At some point it wasn’t fast enough for Klaus. Back when the GSX 1100 came out with 16 valves, which completely bagged 100 hp, but the fat big block absolutely did not want to fit into the narrow lattice structure of the SB 3. Damn. That’s why Bimota later designed the SB 4, but Klaus wasn’t interested. Also cost 10,000 marks more. No, better refine a discarded 1000 series engine with the 1100 series Yoshimura boring kit and Hockle crankshaft. Hu! For a whole winter he worked on it, milled and filed, cutting out thicker seals, because otherwise the ragged pistons would crash against the valves. The kit wasn’t ideal. But brought pressure like hell. Only the creature no longer jumped because of the sheer density. And he did not allow himself to be voted on either. Now, of all times, when Irmi wanted to go to Sweden! Then came the idea of vacuum hoses. Blow in during a cold start and fool the carburetors into some kind of pseudo-pressure. Anyway, it worked, and Irmi roared towards the Arctic Circle.

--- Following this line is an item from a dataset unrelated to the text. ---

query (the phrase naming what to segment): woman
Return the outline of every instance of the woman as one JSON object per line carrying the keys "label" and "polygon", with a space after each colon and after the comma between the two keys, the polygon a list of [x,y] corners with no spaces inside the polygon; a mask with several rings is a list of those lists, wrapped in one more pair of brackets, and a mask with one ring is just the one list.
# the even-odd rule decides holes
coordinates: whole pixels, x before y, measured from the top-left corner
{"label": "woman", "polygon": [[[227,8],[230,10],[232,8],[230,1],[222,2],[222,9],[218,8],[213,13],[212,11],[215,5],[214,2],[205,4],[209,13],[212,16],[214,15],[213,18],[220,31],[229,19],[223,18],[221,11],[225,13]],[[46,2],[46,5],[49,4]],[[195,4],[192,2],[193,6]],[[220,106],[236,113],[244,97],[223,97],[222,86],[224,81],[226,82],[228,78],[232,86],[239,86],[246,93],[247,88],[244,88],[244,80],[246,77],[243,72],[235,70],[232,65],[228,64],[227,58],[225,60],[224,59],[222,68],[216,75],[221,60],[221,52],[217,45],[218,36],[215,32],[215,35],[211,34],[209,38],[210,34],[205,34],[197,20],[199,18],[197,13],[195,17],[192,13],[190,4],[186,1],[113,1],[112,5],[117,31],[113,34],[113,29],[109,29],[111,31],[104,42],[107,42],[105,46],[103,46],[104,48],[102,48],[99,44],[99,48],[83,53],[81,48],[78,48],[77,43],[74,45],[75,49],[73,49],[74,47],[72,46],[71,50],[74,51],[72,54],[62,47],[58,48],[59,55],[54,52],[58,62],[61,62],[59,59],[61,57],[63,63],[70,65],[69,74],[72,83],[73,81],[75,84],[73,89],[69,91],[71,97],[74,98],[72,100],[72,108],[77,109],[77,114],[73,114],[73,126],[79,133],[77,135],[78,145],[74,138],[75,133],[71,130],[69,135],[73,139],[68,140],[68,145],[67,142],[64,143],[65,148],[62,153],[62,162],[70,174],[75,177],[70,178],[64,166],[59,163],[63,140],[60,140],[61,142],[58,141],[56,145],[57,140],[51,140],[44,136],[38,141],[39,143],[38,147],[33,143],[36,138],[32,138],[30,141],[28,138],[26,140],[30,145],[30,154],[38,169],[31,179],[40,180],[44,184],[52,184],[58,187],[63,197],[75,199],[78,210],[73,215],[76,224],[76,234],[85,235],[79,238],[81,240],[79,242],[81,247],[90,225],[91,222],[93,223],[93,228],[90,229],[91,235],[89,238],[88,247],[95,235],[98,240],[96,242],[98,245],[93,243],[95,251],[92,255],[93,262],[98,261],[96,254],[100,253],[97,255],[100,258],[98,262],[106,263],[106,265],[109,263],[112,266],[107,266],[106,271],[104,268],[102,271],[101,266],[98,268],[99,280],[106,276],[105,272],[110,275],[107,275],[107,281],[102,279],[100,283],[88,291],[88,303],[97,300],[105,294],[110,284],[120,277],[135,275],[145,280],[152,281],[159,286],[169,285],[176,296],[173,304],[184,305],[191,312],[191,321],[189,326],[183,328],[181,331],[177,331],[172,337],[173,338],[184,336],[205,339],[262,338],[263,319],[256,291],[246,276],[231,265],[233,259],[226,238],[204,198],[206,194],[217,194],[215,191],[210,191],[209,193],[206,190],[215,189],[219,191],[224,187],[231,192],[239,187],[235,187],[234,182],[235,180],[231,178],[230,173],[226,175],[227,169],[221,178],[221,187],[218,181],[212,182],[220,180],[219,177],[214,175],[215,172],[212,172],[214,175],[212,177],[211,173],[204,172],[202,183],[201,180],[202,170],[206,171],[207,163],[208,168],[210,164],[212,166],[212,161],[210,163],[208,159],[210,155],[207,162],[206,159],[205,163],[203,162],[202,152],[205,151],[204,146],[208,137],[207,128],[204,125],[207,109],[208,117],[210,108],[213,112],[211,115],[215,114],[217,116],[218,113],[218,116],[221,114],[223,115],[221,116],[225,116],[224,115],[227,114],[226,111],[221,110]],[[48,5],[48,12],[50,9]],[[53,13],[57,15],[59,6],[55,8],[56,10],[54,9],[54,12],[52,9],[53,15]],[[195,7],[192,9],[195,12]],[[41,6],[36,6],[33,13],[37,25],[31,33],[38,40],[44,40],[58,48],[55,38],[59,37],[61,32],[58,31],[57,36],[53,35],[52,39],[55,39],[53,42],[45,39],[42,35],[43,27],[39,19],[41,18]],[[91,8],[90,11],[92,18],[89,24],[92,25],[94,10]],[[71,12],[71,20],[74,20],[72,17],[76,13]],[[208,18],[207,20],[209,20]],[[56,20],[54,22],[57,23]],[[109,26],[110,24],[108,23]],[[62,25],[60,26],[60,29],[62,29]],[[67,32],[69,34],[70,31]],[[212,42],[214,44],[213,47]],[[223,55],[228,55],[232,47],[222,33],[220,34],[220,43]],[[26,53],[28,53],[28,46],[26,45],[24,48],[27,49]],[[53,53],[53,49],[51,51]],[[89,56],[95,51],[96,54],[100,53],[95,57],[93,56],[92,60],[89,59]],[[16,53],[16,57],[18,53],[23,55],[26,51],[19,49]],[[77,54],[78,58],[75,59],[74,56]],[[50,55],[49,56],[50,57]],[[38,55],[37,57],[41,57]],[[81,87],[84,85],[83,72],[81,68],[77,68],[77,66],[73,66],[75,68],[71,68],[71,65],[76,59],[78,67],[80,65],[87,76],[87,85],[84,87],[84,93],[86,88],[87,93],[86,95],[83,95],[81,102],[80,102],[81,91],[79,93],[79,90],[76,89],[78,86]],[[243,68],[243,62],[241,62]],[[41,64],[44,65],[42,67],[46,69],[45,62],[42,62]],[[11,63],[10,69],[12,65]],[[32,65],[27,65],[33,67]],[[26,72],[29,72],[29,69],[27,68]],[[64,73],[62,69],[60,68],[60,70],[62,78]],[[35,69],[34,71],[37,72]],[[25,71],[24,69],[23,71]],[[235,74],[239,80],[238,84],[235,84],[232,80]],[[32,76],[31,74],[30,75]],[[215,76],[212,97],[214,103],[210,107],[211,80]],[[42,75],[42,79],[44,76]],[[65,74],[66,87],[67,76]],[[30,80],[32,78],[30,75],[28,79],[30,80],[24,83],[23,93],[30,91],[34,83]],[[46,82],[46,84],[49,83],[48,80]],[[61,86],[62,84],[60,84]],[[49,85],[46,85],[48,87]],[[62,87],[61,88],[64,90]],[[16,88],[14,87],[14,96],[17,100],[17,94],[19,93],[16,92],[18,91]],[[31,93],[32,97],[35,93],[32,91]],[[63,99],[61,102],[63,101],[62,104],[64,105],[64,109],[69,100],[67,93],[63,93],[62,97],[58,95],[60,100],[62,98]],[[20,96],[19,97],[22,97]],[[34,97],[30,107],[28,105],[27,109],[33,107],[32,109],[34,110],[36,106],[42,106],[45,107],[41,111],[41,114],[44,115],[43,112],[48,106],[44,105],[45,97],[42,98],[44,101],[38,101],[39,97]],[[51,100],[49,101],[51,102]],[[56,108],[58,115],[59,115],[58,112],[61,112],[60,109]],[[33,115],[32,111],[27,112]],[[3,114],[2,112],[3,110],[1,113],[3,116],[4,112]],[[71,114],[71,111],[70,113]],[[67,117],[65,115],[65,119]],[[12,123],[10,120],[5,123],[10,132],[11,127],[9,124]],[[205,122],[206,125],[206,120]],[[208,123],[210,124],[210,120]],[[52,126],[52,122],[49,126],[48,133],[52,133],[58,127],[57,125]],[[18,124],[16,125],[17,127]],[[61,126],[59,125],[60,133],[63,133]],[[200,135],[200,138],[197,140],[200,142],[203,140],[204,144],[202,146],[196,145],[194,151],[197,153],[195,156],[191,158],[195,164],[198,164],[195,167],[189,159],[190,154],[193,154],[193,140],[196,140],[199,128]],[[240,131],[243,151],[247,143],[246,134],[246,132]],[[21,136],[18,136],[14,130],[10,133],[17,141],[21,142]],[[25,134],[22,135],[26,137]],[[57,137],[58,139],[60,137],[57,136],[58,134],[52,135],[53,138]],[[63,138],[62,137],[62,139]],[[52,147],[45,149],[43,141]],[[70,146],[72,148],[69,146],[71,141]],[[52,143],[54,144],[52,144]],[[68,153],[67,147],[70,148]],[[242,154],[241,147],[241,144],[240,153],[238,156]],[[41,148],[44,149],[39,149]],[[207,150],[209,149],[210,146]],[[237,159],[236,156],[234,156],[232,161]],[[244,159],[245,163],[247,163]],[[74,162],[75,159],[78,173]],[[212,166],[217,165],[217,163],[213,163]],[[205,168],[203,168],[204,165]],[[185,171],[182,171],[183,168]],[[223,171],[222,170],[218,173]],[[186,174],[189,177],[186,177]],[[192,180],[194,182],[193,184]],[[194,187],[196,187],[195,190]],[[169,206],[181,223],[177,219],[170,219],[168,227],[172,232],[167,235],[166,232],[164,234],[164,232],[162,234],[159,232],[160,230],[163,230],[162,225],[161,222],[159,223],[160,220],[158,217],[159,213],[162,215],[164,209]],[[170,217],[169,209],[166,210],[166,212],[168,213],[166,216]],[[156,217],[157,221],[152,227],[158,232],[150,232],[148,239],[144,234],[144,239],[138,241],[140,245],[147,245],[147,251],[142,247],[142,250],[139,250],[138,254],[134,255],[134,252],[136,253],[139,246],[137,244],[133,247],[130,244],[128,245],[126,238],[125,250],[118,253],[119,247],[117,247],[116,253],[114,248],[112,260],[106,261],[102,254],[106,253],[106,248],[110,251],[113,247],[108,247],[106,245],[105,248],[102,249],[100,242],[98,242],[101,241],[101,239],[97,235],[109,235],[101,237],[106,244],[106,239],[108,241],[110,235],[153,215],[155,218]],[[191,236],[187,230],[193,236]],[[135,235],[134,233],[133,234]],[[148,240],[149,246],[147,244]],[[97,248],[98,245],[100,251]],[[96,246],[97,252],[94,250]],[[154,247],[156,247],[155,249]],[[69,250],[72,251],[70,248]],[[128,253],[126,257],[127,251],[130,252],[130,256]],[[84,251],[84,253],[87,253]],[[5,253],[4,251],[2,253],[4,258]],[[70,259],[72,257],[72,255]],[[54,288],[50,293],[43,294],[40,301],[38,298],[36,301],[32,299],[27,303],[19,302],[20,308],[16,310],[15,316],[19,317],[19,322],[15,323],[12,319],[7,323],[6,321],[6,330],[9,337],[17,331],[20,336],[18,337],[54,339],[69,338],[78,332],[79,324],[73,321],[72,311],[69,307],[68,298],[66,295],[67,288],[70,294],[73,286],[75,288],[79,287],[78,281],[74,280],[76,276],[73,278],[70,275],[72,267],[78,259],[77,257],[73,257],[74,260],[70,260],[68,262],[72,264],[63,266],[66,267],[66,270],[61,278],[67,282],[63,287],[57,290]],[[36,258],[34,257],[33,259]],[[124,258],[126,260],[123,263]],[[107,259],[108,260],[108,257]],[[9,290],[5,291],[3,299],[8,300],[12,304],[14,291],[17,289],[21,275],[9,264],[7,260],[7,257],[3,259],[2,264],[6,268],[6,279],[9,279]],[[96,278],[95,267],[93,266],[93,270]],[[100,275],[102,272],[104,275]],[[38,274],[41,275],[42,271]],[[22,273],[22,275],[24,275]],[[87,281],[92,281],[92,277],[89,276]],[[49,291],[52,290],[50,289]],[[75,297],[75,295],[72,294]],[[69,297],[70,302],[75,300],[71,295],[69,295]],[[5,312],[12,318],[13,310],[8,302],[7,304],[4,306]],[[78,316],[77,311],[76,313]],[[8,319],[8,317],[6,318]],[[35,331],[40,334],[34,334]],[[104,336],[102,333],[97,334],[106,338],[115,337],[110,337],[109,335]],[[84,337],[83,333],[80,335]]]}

I.Meanwhile, ch arrows more and more courageously through the Odenwald. There is little going on below 5000 rpm, even with the long-established series engine, but that doesn’t matter. "Hardly any other machine has ever been so much fun to drive," summarized test editor Leicht, "the motorcycle almost craves curves of all kinds." Right. Maybe Sweden was just the wrong destination. How easy it is to move now, comfortably and without a peep in the chassis, it sweeps over bumps of all kinds. Klaus has never been able to part with it. Only the Yoshimura Hockle stuff that was thrown out again. And Irmi got a 750 kawa for her birthday. I have to turn back, Klaus is sure to be waiting. Perhaps Irmi is at home now, just telling the story once more. And I finally know how she got to Sweden now. Below 4000 or above 5000 rpm?
Technical data Bimota SB 3
Engine: Air-cooled four-cylinder four-stroke in-line engine, two valves each, two overhead camshafts, bucket tappets, bore x stroke 70 x 64.8 mm, displacement 997 cm³, rated power 90 HP (66 kW) at 9000 / min. Chassis: Two-part tubular steel frame, load-bearing motor, Marzocchi telescopic fork, vertical of carbon strut with rocker arm deflection, double disc brake at the front, o 280 mm, rear disc brake, o 270 mm, tire size front 3.50 x 18, rear 130/80 x 18, wheelbase 1400 mm, steering head angle 66 degrees, caster 115 mm . Measured values (1979): top speed 225 km / h, acceleration 0-100 km / h 4.2 sec. Weight 210 kg with a full tank, construction period: 1979 to 1983, new price 1979: 19,990 marks.